Last summer, I wrote a feature for Oregon Business about how the private sector helped pass Oregon’s education reform legislation — reforms business leaders argued would help improve the state’s long term economic outlook.

But in the ongoing discussion over education restructuring—and the role high quality K-20 schools play in educating, recruiting and retaining 21st century “knowledge workers” — the focus has been education content, not education facilities.

One aspect of school facilities management has been especially neglected: the need to seismically retrofit hundreds of K-12 classroom buildings.

The importance of the task cannot be overstated. More than 300,000 Oregon children attend school in buildings that could injure or kill them in a major earthquake. That major earthquake is coming. Scientists say there is a 40% probability of an 8.0 magnitude or higher seismic event striking the region in the next 50 years, a quake that is also expected to trigger a massive tsunami on the Oregon coast.

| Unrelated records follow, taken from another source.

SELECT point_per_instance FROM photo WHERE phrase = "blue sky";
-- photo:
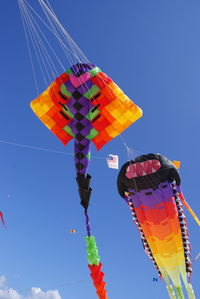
(151, 50)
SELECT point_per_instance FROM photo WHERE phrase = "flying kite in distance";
(150, 184)
(84, 104)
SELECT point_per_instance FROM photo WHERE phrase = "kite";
(1, 216)
(150, 185)
(84, 104)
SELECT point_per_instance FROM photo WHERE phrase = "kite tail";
(95, 267)
(94, 262)
(144, 240)
(190, 291)
(179, 292)
(169, 287)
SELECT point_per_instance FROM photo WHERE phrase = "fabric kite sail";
(84, 104)
(151, 186)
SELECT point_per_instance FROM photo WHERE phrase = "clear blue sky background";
(152, 50)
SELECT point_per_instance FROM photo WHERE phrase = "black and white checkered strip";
(184, 231)
(144, 241)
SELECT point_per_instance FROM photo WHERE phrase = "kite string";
(42, 149)
(88, 227)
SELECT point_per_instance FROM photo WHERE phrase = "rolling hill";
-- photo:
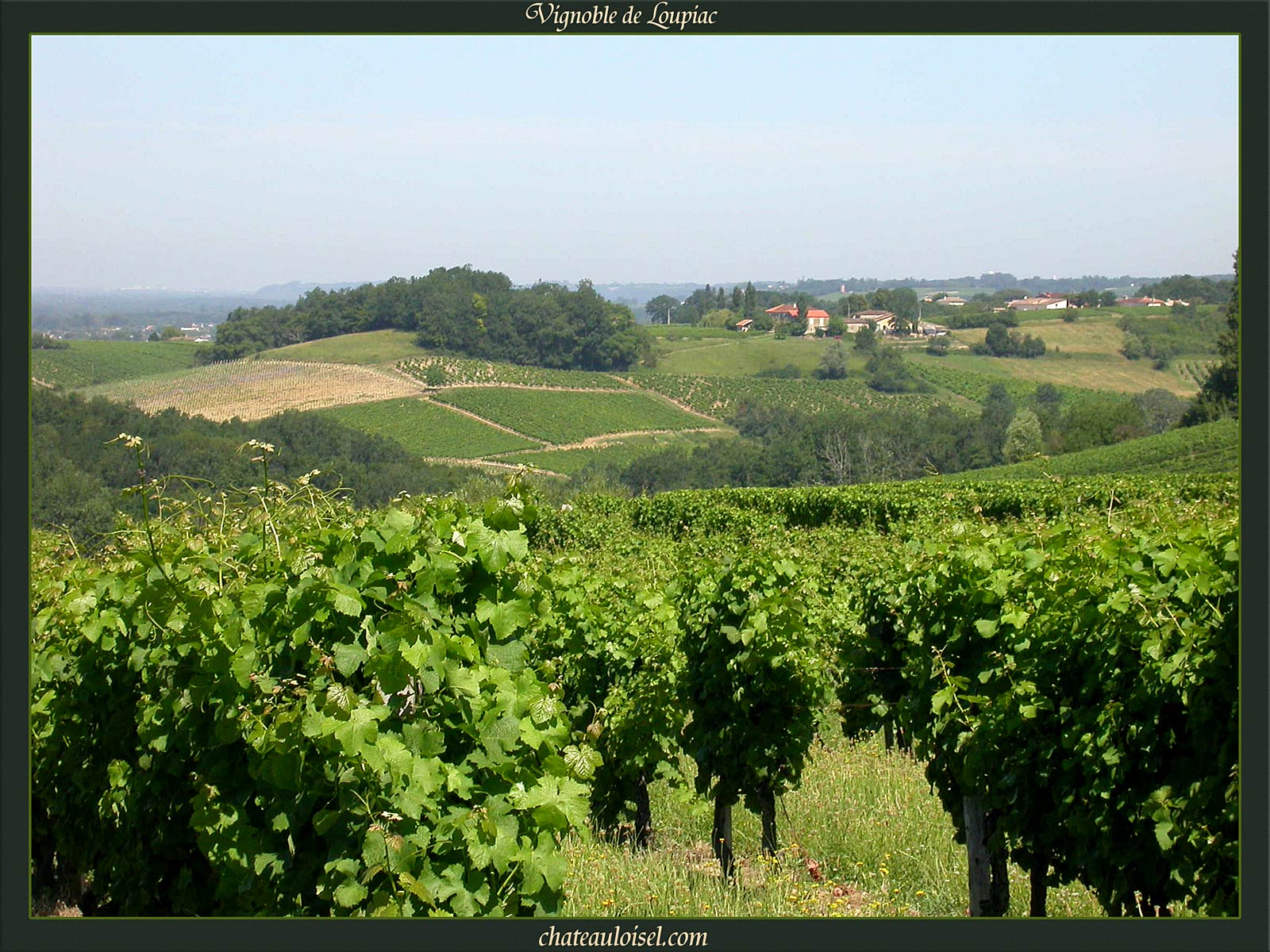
(483, 413)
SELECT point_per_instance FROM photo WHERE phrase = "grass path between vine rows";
(863, 837)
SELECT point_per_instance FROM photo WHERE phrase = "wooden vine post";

In an earthquake prone region, seismically safe schools should be a categorical imperative—and I say that not only because I suffered the anxiety of having kids who attended K-8 in a PPS building rated at 100 percent risk of collapse in an earthquake. And yet, as any parent knows, money for public education is in short supply, and seismic upgrades are often last on the list of a busy school district’s priorities.

Enter the private sector, which is stepping up its involvement in education policy. Seismic school safety may not be, specifically, a business problem. Yet the increasingly close relationship between private business and public education raises an intriguing question: Is there a business case for seismically retrofitting Oregon’s public schools? For answers, I turned to Edward Wolf, a local seismic school safety advocate and writer. His responses provide a fresh take on Oregon’s seismic school safety challenges, while also highlighting the role secure school buildings, in addition to strong school services, assume in sustaining the state’s economy.

OB:   Does business have a stake in the problem of quake deficient schools?

Wolf: Traditionally, seismic retrofits have been considered a safety investment, and for many people that is enough. But as Oregon comes to grips with the pervasiveness of the state’s earthquake risk, it’s now possible to enumerate the ways that seismic retrofit provides forms of risk reduction that benefit the broader economy.

The fact that seismic retrofit projects employ a range of labor-intensive building trades, achieving significant job creation as Oregon begins to emerge from the Great Recession, is an [important] business benefit. At the Floyd Light Middle School in East Portland, a comprehensive state-funded seismic retrofit last summer employed a general contractor, six subcontracting firms, and an average site crew of fifteen workers for three months. That business case explains itself.

OB: Is there a less obvious reason why school retrofits should matter to the business community?

Wolf: The insurance case is less familiar. As local communities and the state make long-term investments to modernize the energy and water systems of old school buildings–for example, in the state’s Cool Schools program — and to pay off those investments from the savings realized, seismic strengthening helps ensure that the payback will not be interrupted or ended by earthquake damage.

OB: What is the relationship between seismically safe schools and business continuity planning?

Wolf: One key to economic recovery from a regional disaster is a functional school system. Workers cannot return to their own jobs after a disaster if their children are unable to attend school. Seismic retrofits can ensure that at least some schools within a district remain intact and functional after an earthquake, and classes can resume. A normal school routine allows commerce to resume, freeing the main engine for recovery from disaster.

Linda Baker is managing editor of Oregon Business.